Three roots of f(x)=x^4-2x^3 +ax^2 +bx+c are −5 , −3 and 4 . What is the value of a+b+c ?
To find the value of a+b+c, we need to use the concept of Vieta's formulas. Vieta's formulas state that for a polynomial function f(x) of degree n, the sum of the roots is equal to the negation of the coefficient of the second-to-last term divided by the coefficient of the leading term.
In this case, the polynomial f(x) has degree 4, so the sum of the roots is given by:
Sum of roots = - (coefficient of second-to-last term) / (coefficient of leading term)
The coefficient of the second-to-last term is the coefficient of the x^2 term, which is 'a'. The coefficient of the leading term is the coefficient of the x^4 term, which is 1.
Therefore, the sum of the roots is -a/1 = -a.

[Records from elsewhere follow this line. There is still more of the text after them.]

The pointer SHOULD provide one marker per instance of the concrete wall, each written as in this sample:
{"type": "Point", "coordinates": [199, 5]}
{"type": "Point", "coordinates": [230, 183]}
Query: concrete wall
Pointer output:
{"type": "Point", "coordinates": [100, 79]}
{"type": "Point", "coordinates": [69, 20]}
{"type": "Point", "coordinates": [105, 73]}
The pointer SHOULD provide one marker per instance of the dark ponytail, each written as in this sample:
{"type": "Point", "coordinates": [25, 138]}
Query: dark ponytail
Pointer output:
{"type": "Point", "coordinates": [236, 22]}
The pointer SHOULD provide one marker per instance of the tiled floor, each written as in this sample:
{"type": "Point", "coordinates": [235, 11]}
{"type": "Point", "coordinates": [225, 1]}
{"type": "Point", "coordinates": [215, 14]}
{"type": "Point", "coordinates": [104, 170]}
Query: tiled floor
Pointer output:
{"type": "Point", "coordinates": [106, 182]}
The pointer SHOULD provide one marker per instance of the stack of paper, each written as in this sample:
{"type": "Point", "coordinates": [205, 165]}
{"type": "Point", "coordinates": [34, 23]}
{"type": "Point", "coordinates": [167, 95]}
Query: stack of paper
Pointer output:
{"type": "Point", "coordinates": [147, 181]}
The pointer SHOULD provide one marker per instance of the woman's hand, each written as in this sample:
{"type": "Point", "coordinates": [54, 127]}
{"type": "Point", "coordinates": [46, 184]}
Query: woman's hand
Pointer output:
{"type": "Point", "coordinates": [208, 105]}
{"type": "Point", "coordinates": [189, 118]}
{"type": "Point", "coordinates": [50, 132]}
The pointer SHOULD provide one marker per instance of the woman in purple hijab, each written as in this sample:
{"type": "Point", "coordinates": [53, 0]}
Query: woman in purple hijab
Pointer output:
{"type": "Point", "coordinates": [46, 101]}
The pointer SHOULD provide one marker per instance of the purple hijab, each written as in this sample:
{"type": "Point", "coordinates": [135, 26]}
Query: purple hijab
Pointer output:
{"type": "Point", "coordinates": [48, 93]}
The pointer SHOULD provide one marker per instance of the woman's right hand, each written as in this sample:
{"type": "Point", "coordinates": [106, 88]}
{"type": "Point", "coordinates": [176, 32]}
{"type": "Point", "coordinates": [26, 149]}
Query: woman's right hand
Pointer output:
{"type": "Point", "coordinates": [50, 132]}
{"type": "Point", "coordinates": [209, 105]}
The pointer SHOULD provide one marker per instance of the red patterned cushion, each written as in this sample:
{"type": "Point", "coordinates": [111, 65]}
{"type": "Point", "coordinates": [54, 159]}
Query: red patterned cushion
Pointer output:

Since we know that the roots are -5, -3, and 4, we can substitute these values into the equation:
-5 - 3 + 4 = -a
Simplifying, we get:
-4 = -a
To find the value of 'a', we can multiply both sides of the equation by -1:
4 = a
Now, we have found the value of 'a'.
To find the value of 'b', we can use another Vieta's formula which states that the product of the roots taken two at a time is equal to the constant term divided by the leading coefficient.
In this case, the product of the roots taken two at a time is equal to:
Product of roots taken two at a time = constant term / leading coefficient
The constant term is 'c' and the leading coefficient is 1.
Therefore, the product of the roots taken two at a time is equal to c/1 = c.
Since we know that the roots are -5, -3, and 4, we can substitute these values into the equation:
(-5 * -3) + (-5 * 4) + (-3 * 4) = c
Simplifying, we get:
15 + (-20) + (-12) = c
3 = c
Now, we have found the value of 'c'.
Finally, to find the value of a+b+c, we can substitute the values of 'a', 'b', and 'c' into the expression:
a + b + c = 4 + b + 3
Simplifying, we get:
a + b + c = 7 + b
Since 'b' is not given, we do not have enough information to find its value. Therefore, the value of a+b+c cannot be determined with the given information.